Have you ever watched a skilled--or at least lucky--gambler on a hot craps or black jack table? He will always take back chips to break even or a small profit before pressing his bets to play with house money. Why? Fortune and lady luck can go away at anytime and the GOAL is to take the casino's money, not to see if this shooter can hold the dice for 30 minutes. It's called money managment. Ultra important in a negative expectancy game.

Which gets me to the point I missed because I rambled a bit. This business is all about MAKING MONEY, period. You don't need to hit triples and home runs to make a great living--singles and a few doubles will be fine. With proper money management and capturing only 2 ES points a day, you will earn a lot more than 90% of Americans if you work your way up to a reasonable size such as 8 contracts.

Have a plan and rules. Obey that plan. Trade it every single day and watch your acount grow. Good luck to all.
 
Quote from austinp:

Most trades are overanxious to get in a trade to begin with. But once they're in, something mystical happens. Suddenly they cannot wait to get out. What was once anxiety to enter is now anxiety to exit. Fear of loss = greed manifested on both ends.

Thanks for bringing this up Austin; I've (sub)consciously fought this behavior for years - often planning a great entry at a critical chart level, practically begging for the market to come down and fill me for a shot at 10,20+ handles. Then you get the report, and you're immediately looking for a way to extricate yourself because "you know" the first small rally should be faded, they will whip the low and let you re-buy cheaper, etc...

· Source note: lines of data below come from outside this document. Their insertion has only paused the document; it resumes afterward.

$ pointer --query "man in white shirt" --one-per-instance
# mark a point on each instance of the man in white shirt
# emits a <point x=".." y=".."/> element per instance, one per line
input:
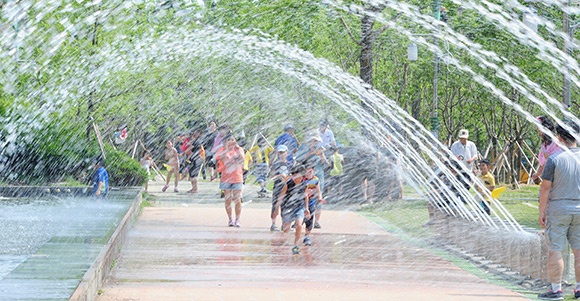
<point x="326" y="135"/>
<point x="465" y="150"/>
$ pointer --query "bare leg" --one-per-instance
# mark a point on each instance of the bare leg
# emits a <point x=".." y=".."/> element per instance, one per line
<point x="577" y="264"/>
<point x="364" y="187"/>
<point x="317" y="214"/>
<point x="228" y="203"/>
<point x="193" y="184"/>
<point x="371" y="191"/>
<point x="237" y="196"/>
<point x="556" y="266"/>
<point x="298" y="232"/>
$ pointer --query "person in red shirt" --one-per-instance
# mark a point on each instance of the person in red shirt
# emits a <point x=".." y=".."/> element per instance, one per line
<point x="230" y="163"/>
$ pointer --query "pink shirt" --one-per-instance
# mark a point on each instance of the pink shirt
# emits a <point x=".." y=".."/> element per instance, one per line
<point x="546" y="151"/>
<point x="233" y="163"/>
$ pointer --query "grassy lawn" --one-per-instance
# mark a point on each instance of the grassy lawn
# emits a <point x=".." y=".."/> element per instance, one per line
<point x="409" y="215"/>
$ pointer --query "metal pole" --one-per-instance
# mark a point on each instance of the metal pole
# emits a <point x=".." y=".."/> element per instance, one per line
<point x="567" y="49"/>
<point x="435" y="117"/>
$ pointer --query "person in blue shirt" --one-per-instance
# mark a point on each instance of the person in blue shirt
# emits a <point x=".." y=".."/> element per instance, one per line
<point x="101" y="179"/>
<point x="288" y="139"/>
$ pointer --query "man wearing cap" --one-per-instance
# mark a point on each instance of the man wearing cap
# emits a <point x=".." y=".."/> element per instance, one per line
<point x="559" y="210"/>
<point x="288" y="139"/>
<point x="465" y="150"/>
<point x="101" y="179"/>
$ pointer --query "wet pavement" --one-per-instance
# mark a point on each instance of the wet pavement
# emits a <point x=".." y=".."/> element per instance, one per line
<point x="182" y="249"/>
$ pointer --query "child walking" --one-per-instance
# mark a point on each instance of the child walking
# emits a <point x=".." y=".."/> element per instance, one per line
<point x="293" y="205"/>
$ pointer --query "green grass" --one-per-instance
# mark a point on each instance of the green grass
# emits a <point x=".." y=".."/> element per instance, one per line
<point x="410" y="215"/>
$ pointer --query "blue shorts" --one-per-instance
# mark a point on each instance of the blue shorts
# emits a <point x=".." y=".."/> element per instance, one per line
<point x="562" y="227"/>
<point x="261" y="171"/>
<point x="291" y="215"/>
<point x="231" y="186"/>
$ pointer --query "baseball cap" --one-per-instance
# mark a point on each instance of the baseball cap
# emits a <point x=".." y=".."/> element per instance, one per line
<point x="315" y="138"/>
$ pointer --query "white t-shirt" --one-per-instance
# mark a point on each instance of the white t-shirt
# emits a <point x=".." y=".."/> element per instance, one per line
<point x="464" y="152"/>
<point x="327" y="138"/>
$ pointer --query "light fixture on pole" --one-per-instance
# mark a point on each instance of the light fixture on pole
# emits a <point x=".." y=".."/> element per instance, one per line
<point x="530" y="22"/>
<point x="412" y="54"/>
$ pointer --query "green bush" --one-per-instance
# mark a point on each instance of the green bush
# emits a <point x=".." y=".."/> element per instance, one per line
<point x="122" y="169"/>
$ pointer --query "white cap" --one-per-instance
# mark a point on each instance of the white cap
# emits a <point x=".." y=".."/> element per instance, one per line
<point x="464" y="134"/>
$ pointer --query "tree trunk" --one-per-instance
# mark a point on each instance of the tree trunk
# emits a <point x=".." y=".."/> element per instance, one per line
<point x="366" y="57"/>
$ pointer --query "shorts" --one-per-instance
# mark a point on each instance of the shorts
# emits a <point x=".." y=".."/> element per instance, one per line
<point x="261" y="171"/>
<point x="194" y="167"/>
<point x="292" y="214"/>
<point x="561" y="228"/>
<point x="275" y="195"/>
<point x="209" y="161"/>
<point x="309" y="223"/>
<point x="231" y="186"/>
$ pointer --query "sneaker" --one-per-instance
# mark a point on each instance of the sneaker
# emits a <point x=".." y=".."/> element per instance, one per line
<point x="295" y="250"/>
<point x="550" y="295"/>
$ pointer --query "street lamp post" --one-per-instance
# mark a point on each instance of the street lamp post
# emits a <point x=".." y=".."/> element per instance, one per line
<point x="435" y="116"/>
<point x="568" y="47"/>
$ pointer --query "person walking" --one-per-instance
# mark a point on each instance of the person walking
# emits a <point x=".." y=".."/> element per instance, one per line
<point x="278" y="173"/>
<point x="101" y="179"/>
<point x="288" y="138"/>
<point x="312" y="153"/>
<point x="547" y="148"/>
<point x="465" y="150"/>
<point x="559" y="211"/>
<point x="230" y="163"/>
<point x="293" y="204"/>
<point x="261" y="153"/>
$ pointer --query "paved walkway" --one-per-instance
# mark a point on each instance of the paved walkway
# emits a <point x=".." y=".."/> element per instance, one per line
<point x="181" y="249"/>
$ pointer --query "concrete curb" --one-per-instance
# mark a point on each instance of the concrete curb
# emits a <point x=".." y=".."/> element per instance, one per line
<point x="96" y="275"/>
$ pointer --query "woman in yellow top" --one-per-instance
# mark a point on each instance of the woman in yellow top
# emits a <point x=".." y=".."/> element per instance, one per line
<point x="261" y="153"/>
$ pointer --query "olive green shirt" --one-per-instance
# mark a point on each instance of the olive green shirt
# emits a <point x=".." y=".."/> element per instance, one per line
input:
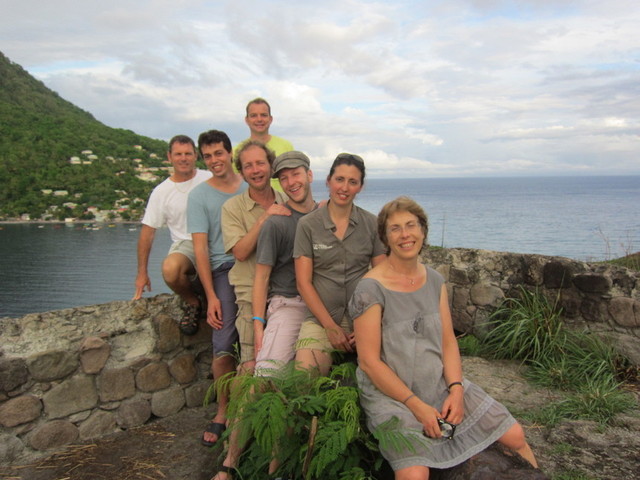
<point x="338" y="265"/>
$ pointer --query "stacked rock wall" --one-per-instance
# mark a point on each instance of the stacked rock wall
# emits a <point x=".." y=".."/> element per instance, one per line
<point x="82" y="373"/>
<point x="602" y="298"/>
<point x="85" y="372"/>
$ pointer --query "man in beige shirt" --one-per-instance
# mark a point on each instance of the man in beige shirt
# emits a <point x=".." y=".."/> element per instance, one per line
<point x="242" y="218"/>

Invariably we are our own worst enemy. For me, the proof comes overnight, where I'll often leave resting limits to fade overnight moves in various markets w/no target. More times than you would expect, I'll wake up to a massive unrealized gain with minimal transaction costs and no stress - I was sleeping.

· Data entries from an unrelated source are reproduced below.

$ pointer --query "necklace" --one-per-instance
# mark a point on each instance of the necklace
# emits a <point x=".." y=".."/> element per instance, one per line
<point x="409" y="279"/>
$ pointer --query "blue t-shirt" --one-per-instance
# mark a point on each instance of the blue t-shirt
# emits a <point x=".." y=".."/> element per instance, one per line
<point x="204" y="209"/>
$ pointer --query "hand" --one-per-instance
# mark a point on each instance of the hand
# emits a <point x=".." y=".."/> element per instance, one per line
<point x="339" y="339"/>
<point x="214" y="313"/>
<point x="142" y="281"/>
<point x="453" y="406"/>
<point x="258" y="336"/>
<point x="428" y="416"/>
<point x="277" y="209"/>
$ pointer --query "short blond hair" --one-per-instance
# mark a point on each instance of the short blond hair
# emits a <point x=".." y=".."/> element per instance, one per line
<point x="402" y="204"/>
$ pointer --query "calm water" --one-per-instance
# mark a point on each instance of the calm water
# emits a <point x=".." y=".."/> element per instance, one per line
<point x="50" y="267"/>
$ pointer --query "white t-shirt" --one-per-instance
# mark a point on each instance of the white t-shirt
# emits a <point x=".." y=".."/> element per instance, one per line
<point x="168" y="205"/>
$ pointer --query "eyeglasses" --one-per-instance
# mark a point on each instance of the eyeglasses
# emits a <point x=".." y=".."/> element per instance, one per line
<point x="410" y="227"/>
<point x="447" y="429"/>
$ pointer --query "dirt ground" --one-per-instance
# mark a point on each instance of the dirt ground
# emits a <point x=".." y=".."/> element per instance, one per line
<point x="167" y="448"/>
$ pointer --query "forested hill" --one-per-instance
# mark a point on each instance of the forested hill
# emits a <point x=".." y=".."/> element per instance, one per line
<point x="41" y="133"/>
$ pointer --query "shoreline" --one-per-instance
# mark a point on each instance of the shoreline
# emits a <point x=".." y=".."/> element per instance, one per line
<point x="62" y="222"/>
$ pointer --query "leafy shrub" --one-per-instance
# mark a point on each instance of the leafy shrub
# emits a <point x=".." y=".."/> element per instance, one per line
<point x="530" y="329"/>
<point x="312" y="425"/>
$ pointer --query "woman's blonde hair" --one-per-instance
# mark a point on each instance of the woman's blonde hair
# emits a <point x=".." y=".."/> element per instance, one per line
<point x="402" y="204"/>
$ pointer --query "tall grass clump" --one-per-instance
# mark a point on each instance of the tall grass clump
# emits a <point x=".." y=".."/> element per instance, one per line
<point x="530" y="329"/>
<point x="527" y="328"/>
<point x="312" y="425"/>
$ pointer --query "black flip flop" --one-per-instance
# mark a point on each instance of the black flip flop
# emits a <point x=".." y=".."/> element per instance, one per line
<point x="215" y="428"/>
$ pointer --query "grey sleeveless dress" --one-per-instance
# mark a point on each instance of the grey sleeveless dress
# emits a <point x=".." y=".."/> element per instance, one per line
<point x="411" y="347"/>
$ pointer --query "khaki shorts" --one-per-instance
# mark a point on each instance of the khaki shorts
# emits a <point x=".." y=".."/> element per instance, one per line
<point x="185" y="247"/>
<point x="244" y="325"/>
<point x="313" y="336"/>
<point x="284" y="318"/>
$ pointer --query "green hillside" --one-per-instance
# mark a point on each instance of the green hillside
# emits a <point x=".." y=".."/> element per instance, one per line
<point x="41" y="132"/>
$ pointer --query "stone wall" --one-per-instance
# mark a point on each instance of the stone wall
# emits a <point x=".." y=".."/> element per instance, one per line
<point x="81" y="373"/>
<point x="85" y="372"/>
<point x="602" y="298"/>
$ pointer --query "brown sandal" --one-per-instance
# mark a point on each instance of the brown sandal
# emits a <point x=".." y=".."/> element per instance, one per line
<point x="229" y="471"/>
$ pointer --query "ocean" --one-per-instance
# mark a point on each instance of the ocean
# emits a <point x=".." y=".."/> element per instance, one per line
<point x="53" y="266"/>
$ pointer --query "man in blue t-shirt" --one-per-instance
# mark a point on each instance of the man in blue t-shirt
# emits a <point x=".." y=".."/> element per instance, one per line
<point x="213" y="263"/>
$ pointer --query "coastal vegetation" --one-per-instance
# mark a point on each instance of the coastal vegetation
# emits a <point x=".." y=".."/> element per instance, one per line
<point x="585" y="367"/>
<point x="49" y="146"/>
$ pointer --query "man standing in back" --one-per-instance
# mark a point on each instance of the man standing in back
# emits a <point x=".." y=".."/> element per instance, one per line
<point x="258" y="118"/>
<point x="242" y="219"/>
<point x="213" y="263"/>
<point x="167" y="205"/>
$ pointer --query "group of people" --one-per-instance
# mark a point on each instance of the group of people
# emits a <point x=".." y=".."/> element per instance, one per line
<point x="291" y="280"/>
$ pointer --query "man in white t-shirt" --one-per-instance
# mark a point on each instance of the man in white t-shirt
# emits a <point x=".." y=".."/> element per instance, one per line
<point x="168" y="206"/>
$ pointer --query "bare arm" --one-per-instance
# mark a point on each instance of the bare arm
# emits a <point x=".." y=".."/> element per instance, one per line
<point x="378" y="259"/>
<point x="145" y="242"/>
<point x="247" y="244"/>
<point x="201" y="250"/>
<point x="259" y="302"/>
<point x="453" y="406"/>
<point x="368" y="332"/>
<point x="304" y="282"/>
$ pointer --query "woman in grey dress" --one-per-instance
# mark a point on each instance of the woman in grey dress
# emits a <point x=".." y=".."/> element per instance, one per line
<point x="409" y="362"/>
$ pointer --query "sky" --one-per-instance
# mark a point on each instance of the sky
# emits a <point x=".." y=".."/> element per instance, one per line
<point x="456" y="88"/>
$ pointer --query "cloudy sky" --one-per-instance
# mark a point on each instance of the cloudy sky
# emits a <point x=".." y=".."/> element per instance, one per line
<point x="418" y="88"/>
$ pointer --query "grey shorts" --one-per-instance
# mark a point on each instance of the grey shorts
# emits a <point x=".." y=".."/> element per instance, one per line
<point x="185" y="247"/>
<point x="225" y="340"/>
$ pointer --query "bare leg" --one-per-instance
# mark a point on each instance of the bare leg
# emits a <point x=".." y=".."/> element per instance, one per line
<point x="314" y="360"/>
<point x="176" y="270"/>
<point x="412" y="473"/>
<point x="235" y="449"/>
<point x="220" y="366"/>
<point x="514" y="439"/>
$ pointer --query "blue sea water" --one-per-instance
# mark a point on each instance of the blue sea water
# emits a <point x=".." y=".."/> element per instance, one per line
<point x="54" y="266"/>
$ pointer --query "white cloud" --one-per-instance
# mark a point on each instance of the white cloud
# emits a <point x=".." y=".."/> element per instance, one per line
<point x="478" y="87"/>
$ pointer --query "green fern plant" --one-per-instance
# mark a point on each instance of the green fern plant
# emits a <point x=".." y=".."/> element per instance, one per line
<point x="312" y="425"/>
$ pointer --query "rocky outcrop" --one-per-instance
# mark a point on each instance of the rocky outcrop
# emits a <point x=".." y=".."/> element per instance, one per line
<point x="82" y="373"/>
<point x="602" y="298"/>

Further, if you look at a chart snapshot at the point where I'm filled, it looks like a "strong" move with lots of fib retracements and support levels that would make good covers which I would surely take had I been up. Well guess what, by the time I wake, it's come crashing through all of them creating a disgusting looking reversal.

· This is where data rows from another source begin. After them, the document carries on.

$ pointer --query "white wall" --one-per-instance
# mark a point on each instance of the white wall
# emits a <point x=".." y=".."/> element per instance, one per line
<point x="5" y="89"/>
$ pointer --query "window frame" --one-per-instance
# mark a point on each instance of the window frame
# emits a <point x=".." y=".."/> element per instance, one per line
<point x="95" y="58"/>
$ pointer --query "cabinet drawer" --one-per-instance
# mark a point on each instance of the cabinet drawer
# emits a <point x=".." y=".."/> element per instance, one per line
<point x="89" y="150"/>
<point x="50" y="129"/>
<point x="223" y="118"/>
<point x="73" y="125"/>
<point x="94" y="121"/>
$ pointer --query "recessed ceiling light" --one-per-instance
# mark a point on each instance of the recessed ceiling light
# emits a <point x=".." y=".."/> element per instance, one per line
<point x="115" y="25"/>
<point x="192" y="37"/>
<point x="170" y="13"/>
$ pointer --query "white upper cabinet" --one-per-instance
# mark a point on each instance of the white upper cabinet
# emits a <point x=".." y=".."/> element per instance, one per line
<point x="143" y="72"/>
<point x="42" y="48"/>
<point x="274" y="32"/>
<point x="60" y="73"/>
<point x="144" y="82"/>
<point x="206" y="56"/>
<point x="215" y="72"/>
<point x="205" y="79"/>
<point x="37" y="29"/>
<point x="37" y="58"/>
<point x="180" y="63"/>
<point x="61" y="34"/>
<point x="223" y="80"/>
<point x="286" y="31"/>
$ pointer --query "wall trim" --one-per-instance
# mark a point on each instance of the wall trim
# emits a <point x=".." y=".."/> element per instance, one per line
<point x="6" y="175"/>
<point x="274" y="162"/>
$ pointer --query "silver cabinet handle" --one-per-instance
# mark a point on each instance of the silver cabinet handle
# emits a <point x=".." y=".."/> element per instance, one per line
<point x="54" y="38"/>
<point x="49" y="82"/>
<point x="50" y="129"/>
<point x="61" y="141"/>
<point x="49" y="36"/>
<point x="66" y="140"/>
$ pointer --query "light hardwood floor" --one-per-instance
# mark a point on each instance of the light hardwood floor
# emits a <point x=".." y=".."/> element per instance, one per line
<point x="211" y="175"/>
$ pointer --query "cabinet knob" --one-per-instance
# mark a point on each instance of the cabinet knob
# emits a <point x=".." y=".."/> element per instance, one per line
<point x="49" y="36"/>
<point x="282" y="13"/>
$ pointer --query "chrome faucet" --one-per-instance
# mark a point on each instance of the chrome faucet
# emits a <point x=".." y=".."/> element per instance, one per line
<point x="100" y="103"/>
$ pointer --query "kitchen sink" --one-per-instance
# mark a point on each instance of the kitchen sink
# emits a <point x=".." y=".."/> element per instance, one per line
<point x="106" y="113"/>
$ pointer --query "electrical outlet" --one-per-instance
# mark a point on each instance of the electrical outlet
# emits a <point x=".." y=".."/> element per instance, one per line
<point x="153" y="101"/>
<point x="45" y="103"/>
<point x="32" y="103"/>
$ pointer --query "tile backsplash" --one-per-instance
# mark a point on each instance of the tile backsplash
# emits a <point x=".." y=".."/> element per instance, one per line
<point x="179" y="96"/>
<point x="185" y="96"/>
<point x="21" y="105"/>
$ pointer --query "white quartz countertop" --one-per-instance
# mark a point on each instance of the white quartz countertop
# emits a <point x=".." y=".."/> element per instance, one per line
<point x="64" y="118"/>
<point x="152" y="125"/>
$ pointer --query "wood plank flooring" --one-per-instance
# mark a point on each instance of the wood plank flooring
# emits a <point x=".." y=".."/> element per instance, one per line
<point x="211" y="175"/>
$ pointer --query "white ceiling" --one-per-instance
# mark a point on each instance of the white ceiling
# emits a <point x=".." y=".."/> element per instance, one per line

The same trades, of course, exist in the day session, but that's when I'm available to interfere with them. Bottom line, the 3:1 (or better) opportunities exist on a daytrade timeframe in all markets, and it's amazing how we constantly cheat ourselves out of them by scaling, overtrading, churning, and making the middlemen rich. It's not impossible to trade 1:1 of course, but there are far more efficient ways to make a buck.
 
why not just move a small portion of your lot to breakeven but keep your original stop/exit ? that way if your reason for being in the trade (pattern/trend) breaks down it will reduce your exposure but no kill the trade
 
All I know is that the longer time frame i use, the easier it is to stay in the trade. i used to do intraday/swing trades. I found that had I applied a longer time frame, I would have done much better, with less work, and stress.

In a volatile environment, this is a bit trickier. The more experienced I become, I find that its better to use technicals to take me out of a trade....but if I'm way up, I/ve learnt to lock in far enough away that I won't be stopped out, and above my b/e.:cool:
 
Quote from Mike21:

The best thing that happened to my trading was when I STOPPED moving my stops to break even.

Manage the trade before you enter. Set your stops and limits and let nature take its course. If you try to manage the trade once you're in it, you'll just scew it up. Spend the time looking for the next trade.

Some times a winner will turn into a looser, but.... oh well. In the long run you'll be better off.

Just my opinion

~Mike

I have had the exact same experience.